The house on Joseph Campau was full of hidden cash – $10 and $20 bills tucked everywhere. And rat feces. In the cupboards. Beds, Floor. Everywhere.
“I can’t believe it. I can’t believe people live like this,” Kajma said. “How could you breathe in here.”
Kajma didn’t cry for weeks. She was consumed by anger for a while, noting that she had warned her cousin a few years ago that she needed to get her affairs in order. She recalled doing this over a beer with her cousin at the Polish Yacht Club three years before her death.
“I told her to get a will. Somebody needs to know what you want. I don’t want to be the one to have to break in one day and find two dead bodies,” Kajma recalled telling her.
“And here we are.”
Kajma believes her cousin’s mental health deteriorated after she retired about a decade ago.

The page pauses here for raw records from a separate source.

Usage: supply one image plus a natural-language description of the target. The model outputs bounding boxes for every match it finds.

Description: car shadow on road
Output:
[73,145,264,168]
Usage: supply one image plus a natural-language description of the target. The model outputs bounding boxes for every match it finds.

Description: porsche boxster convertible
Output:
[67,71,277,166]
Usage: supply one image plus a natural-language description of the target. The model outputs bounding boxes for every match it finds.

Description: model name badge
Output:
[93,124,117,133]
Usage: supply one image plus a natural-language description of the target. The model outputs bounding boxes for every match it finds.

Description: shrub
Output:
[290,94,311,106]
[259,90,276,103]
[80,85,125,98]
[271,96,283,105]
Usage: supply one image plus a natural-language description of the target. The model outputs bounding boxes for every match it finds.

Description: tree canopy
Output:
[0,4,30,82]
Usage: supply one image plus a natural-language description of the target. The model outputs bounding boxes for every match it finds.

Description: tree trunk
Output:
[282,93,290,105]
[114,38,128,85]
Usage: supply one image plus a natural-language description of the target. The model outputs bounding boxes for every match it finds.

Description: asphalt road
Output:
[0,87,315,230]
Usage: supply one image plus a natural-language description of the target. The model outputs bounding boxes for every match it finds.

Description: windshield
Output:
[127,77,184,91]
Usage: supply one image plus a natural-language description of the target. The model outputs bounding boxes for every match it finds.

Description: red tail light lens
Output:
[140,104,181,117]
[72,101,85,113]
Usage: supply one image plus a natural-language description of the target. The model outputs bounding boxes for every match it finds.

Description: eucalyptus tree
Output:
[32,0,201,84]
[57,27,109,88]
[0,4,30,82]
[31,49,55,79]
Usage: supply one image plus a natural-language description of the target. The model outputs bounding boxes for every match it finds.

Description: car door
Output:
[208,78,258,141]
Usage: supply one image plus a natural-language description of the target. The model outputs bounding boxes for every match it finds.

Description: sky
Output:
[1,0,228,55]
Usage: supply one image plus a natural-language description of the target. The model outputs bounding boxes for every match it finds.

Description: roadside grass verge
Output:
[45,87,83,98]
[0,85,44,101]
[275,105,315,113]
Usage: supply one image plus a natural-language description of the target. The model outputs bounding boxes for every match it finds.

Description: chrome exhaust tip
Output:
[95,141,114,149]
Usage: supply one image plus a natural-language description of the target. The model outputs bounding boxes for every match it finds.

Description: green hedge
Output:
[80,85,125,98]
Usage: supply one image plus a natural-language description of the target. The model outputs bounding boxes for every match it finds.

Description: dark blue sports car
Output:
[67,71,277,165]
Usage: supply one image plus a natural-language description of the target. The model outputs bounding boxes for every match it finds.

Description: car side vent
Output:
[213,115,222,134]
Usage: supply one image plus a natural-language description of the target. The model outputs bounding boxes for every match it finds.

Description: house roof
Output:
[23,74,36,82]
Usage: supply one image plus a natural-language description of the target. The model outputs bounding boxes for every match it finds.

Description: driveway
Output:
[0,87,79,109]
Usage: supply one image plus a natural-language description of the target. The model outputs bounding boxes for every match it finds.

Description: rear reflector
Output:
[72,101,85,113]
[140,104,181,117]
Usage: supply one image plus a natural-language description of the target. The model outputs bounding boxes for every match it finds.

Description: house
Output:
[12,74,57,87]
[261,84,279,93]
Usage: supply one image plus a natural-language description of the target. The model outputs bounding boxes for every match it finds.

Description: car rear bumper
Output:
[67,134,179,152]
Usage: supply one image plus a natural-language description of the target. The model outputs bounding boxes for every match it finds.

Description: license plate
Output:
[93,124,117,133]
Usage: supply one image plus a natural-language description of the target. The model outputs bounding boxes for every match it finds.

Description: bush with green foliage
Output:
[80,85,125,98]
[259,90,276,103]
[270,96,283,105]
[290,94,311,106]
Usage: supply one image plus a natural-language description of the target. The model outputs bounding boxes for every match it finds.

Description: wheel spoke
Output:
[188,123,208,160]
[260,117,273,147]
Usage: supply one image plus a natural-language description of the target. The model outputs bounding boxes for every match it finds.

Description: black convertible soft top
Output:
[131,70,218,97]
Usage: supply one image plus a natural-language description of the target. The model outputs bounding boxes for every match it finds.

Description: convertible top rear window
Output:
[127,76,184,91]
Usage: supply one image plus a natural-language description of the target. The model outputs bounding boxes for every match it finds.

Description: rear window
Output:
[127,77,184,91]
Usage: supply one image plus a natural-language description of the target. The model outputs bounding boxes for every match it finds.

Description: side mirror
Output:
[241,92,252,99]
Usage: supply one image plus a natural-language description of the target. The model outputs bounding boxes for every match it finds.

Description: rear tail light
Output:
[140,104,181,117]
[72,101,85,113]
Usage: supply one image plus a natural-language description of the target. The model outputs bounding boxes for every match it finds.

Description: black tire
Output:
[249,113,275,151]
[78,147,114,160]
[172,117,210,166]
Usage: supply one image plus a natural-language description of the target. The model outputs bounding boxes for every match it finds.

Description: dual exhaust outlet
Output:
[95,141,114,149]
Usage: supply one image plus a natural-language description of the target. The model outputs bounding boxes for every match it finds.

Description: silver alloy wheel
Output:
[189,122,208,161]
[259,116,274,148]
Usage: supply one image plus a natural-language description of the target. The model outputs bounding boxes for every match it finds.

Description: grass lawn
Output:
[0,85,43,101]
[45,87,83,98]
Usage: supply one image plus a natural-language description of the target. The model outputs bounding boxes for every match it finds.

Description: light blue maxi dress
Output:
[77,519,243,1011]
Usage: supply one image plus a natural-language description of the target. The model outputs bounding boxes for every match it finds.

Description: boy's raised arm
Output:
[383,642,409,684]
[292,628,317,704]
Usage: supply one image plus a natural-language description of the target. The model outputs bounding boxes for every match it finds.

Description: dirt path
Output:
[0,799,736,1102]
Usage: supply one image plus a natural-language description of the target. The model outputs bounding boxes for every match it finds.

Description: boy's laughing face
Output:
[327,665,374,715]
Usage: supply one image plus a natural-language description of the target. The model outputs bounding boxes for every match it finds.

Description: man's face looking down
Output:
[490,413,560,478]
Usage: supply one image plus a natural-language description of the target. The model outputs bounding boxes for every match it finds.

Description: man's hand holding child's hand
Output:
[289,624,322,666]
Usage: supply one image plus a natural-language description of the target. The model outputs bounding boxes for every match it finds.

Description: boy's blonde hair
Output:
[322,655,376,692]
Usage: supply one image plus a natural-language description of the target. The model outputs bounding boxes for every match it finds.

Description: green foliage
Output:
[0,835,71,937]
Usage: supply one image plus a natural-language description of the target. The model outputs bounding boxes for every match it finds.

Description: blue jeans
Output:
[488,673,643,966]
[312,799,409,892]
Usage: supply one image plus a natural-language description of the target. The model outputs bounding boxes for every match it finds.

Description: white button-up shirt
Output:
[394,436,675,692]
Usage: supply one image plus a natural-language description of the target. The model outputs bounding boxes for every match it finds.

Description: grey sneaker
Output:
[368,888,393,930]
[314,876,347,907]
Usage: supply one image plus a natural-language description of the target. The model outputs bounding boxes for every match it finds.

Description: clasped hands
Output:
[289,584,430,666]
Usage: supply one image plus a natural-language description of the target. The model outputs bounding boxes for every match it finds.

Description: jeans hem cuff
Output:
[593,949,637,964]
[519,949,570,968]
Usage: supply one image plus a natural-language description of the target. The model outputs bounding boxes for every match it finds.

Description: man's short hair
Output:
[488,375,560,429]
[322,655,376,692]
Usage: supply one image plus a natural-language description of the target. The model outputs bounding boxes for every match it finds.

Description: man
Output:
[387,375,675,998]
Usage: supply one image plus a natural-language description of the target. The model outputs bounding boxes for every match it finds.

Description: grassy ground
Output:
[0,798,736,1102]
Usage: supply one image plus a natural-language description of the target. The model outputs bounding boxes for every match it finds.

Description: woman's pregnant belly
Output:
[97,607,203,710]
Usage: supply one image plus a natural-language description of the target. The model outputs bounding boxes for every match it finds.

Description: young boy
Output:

She found photos from 2003 that showed the house was clean and organized, just as she remembered it when she visited there in her youth, when she used to stop to gather lilacs from the bushes.
The lilac bushes are still there. The house is now all cleaned up. Kajma set aside some valuables: family photographs, a gold cross, old pottery and ceramics. She even has an offer on the house.
The reality has sunk in. A few days ago, she read the autopsy report for the first time. The gruesome details broke her.
“I cried for her,” she said. “I cried for her, finally.”